The iSchools were founded to establish broad recognition of the iField and its importance to society. In this role, they sought to position a group of academic institutions to identify, clarify, and speak to the major issues, challenges, and driving questions at the nexus of information, technology, and society. While a relatively small number of universities took the lead in establishing an organization with this goal, those who share the goal and contribute to its achievement go far beyond the small collection of organizers. The defining characteristics of iSchools (whether iCaucus members or not) include:

  • an interest in the relationship between information, technology, and people;
  • a commitment to learning and understanding the role of information in human endeavors;
  • a recognition that expertise in all forms of information is required for progress in science, business, education, and culture; and
  • a belief that this expertise must include understanding of the uses and users of information, as well as information technologies and their applications.

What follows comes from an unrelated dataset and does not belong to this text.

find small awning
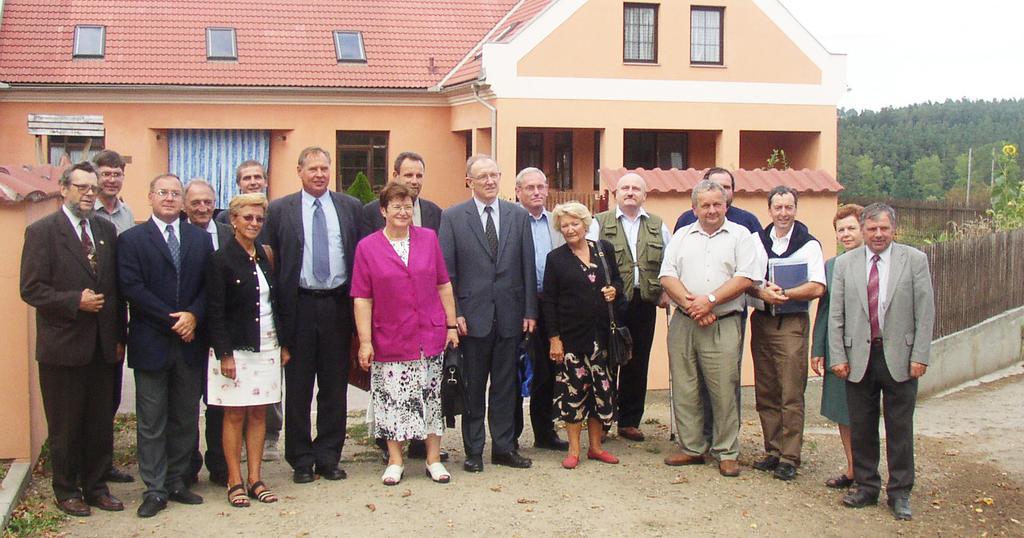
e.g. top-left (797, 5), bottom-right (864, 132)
top-left (601, 168), bottom-right (843, 194)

The collective efforts of the iSchools (e.g., the iConference, the web site, and special projects) are managed by the iCaucus. Members of the iCaucus pay an annual fee and have one vote on iCaucus decisions. The iCaucus charter specifies its membership criteria. Candidate memberships are reviewed by a membership committee and voted on by the full iCaucus membership. While not rigid, iCaucus members are expected to have substantial sponsored research activity, to engage in the training of future researchers (usually through an active, research-oriented doctoral program), and a commitment to progress in the information field. Each iSchool’s representative to the iCaucus (usually a dean) is expected to report to the chief academic officer of the parent institutions.

The iSchools sponsor the iConference as a forum for faculty, students, and researchers to share their work and to develop their extended network of colleagues. The conference runs 3-4 days and the program typically includes a doctoral colloquium, poster and paper sessions, panels, roundtables, and social events. The first iConference was held at Penn State in September 2005. Subsequent iConferences were hosted by the University of Michigan and UCLA.